Überlege seit ein paar Stunden, ob ich das privat oder öffentlich blogge. Es sind intime Gedanken, die aber ein wichtiger Teil des Prozesses auf dem Weg der Angleichung sind. Ich möchte versuchen, den intimen Teil wegzulassen und es einigermaßen allgemein zu formulieren (aber dennoch in Ich-Form, denn natürlich ist das subjektiv). Ich halte es für sehr, sehr wichtig, über dieses Thema zu reden. Damit Neulinge wissen, dass Ängste normal und okay sind. Und damit Außenstehende begreifen, dass dies Teil des Prozesses ist und nicht bedeutet, dass jemand "doch nicht trans*" ist.


DASS ich ein Mann bin, daran habe ich keine Zweifel.

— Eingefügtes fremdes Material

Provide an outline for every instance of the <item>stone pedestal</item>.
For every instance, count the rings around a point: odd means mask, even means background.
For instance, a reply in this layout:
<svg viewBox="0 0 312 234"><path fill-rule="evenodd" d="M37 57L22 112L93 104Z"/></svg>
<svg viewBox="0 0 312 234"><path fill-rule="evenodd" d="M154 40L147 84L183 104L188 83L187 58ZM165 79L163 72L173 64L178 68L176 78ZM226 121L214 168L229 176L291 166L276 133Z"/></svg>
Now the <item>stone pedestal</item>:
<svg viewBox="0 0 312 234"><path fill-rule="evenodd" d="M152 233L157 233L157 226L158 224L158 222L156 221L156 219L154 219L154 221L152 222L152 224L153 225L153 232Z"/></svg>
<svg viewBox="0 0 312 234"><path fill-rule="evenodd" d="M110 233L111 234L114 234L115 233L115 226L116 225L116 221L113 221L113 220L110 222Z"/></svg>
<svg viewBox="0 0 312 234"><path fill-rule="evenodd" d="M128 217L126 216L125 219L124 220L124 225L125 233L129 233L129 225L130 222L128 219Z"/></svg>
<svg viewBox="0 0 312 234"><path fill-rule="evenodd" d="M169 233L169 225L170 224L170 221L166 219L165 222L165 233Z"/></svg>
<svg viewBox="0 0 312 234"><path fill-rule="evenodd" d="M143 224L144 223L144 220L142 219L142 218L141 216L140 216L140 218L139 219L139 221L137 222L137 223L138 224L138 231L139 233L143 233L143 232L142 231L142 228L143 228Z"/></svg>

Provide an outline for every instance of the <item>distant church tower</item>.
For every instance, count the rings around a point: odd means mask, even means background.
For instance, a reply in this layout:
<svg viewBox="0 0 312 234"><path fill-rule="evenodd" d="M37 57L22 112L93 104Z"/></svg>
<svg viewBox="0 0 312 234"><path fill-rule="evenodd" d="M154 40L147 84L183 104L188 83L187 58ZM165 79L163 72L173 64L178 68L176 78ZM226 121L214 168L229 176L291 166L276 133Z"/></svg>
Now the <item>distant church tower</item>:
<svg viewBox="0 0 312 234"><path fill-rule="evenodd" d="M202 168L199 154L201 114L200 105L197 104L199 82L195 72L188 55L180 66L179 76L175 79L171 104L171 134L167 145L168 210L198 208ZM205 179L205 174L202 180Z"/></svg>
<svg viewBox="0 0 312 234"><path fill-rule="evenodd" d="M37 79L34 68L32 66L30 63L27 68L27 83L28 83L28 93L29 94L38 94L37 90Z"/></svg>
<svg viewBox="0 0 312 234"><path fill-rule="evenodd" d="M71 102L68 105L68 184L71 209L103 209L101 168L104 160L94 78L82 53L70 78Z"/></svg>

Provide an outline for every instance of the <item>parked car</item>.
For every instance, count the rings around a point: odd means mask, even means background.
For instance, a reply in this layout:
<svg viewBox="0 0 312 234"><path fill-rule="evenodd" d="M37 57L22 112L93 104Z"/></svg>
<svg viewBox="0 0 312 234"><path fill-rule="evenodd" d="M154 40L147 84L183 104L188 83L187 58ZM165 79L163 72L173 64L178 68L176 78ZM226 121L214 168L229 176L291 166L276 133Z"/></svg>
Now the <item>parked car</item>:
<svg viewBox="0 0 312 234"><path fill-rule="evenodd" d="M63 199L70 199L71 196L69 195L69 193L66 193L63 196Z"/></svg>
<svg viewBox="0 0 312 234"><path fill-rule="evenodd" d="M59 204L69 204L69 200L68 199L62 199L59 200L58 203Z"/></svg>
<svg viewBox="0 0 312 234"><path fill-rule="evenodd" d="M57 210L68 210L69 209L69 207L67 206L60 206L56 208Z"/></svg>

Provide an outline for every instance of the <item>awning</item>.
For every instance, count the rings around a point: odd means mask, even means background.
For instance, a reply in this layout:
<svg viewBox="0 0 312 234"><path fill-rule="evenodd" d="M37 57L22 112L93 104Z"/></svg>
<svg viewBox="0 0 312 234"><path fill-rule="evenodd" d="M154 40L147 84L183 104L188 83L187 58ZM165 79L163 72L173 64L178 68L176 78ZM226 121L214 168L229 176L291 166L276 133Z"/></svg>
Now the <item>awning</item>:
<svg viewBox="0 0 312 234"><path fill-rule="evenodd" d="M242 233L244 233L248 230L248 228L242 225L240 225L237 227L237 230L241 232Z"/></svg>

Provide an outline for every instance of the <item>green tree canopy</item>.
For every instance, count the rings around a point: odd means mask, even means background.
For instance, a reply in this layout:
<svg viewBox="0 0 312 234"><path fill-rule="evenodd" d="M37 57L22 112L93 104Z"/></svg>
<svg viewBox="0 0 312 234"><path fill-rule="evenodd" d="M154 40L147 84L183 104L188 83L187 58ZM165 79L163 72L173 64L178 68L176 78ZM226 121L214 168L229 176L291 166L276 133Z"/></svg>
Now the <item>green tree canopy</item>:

Und dass ich diesen Weg gehen werde, ist sicher. Seit ich endlich den Mut gefunden habe, gibt es für mich kein Zurück mehr, und ich habe noch keine Sekunde an meiner Entscheidung gezweifelt. 

Das ich überzeugt von meinem Weg bin, heißt nicht, dass ich frei von Sorgen und Angst bin. Wenn die Sache mit dem Job nicht wäre, weiß ich nicht, ob ich nicht schon früher Testosteron genommen oder den Weg auch sonst insgesamt schneller beschritten hätte. Immer wieder gibt es Momente, in denen ich dankbar bin, dass ich nicht alles überstürze, sondern dass ich mir Zeit dafür lasse. Zeit hilft, den Prozess innerlich zu verarbeiten. Zeit hilft, mich langsam von meinem alten körperlichen Selbst zu verabschieden. Zeit hilft, mir mögliche Hindernisse auf meinem Weg bewusst zu machen und ihnen später nicht unvorbereitet gegenüberzustehen. Zeit heilt nicht alle Wunden, aber Zeit hilft die Wunden zu pflegen, damit sie später besser heilen.

Eifersucht ist ein sehr komplexes Thema, jeder geht anders damit um. Ich selbst bin zwar nicht frei davon, komme aber sehr gut damit klar. Mir ist bewusst, dass Eifersucht vor allem (meiner Ansicht nach) ein Mangel an Vertrauen gegenüber dem Partner ist, und dass es ebenso ein Mangel an Selbstwertgefühl ist. Wenn man sich der Beziehung, seiner selbst und des Partners sicher ist, gibt es keinen Grund. 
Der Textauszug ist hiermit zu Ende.